History suggests Bitcoin has room to fall, with $60,000 marking a likely bottom
Bitcoin’s recent slide has revived concerns that the market could face further downside, with long-term historical data pointing to the 200-week moving average as a critical level to watch.
The largest cryptocurrency fell 11% last week to about $74,800, marking its steepest weekly decline since March 2025. While the drop has already shaken investor confidence, technical signals suggest the correction may not yet be complete. A decline toward $58,000—roughly 25% below current prices—would bring bitcoin back to its 200-week moving average, a level that has historically acted as support during bear markets.
Weak demand following the selloff has added to fears of another extended downturn. Past cycles suggest that major bottoms tend to form slowly, often after prolonged periods of weakness rather than sharp, single-leg declines.
The 200-week moving average, which tracks bitcoin’s average closing price over nearly four years, is widely used as a long-term trend indicator and as a reference point for bitcoin’s four-year market cycle. In every previous cycle, the indicator has either marked or closely coincided with major market lows. The level currently stands near $57,900.

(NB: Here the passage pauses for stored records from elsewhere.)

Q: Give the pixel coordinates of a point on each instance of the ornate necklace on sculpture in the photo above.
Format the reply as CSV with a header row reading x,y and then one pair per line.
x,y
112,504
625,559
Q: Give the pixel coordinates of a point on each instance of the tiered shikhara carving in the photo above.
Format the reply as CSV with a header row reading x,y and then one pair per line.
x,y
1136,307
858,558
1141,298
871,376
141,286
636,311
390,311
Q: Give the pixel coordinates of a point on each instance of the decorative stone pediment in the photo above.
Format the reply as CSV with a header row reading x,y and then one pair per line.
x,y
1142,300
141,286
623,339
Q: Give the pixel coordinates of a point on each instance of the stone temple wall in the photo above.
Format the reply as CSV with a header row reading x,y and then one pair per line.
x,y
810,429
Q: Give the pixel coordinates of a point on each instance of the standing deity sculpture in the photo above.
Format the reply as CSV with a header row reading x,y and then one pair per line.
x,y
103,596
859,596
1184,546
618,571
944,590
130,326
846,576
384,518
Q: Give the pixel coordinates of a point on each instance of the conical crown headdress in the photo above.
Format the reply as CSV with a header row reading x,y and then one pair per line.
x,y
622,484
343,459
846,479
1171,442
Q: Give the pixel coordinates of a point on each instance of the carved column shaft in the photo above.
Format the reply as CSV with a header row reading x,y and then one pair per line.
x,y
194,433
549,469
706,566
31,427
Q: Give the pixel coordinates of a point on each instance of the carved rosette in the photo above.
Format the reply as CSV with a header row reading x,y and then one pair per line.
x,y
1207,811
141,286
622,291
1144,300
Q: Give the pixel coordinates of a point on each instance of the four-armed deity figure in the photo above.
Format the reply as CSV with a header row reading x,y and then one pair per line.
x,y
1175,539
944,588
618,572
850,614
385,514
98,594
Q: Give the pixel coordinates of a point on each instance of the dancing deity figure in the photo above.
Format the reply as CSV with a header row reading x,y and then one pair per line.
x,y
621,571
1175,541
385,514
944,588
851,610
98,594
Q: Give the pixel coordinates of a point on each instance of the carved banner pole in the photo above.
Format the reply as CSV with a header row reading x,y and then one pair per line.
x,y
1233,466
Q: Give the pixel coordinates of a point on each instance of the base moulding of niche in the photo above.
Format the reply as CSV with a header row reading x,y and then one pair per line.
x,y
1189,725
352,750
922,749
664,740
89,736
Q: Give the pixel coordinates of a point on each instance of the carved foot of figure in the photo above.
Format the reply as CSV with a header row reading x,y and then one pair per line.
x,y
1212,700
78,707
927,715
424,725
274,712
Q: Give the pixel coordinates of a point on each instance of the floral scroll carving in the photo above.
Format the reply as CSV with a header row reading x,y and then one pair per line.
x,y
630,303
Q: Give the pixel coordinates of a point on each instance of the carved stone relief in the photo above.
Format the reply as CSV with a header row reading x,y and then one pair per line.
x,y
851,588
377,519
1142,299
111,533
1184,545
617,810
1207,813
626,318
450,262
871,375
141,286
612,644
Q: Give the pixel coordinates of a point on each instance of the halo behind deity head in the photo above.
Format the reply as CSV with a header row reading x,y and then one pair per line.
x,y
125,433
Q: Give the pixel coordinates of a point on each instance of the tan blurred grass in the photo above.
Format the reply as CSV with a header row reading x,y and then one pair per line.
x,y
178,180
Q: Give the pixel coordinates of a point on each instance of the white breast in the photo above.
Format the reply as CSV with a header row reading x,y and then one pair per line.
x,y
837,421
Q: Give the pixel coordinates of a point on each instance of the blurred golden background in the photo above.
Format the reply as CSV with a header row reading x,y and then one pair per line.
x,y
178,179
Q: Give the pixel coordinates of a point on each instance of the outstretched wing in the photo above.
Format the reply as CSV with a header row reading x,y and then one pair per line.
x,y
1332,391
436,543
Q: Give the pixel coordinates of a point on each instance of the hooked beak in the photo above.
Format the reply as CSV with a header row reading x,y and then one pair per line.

Bitcoin has historically peaked in the fourth quarter of the final year of each cycle. In the current cycle, it reached a record high of $126,000 in October and has since declined by around 40%. Last week’s selloff also pushed bitcoin below the Ichimoku Cloud on the weekly chart, a technical indicator that measures trend strength, momentum, and support.
Trading above the Ichimoku Cloud typically signals strong bullish conditions, while sustained moves below it suggest weakening momentum and greater vulnerability to extended losses. Bitcoin’s break below the cloud is a bearish development that, in past cycles, has preceded the most severe phases of bear markets.
The broader price action continues to align with the four-year cycle theory, which is closely linked to bitcoin’s halving schedule. The halving reduces new supply by 50% roughly every four years and has historically contributed to recurring boom-and-bust dynamics.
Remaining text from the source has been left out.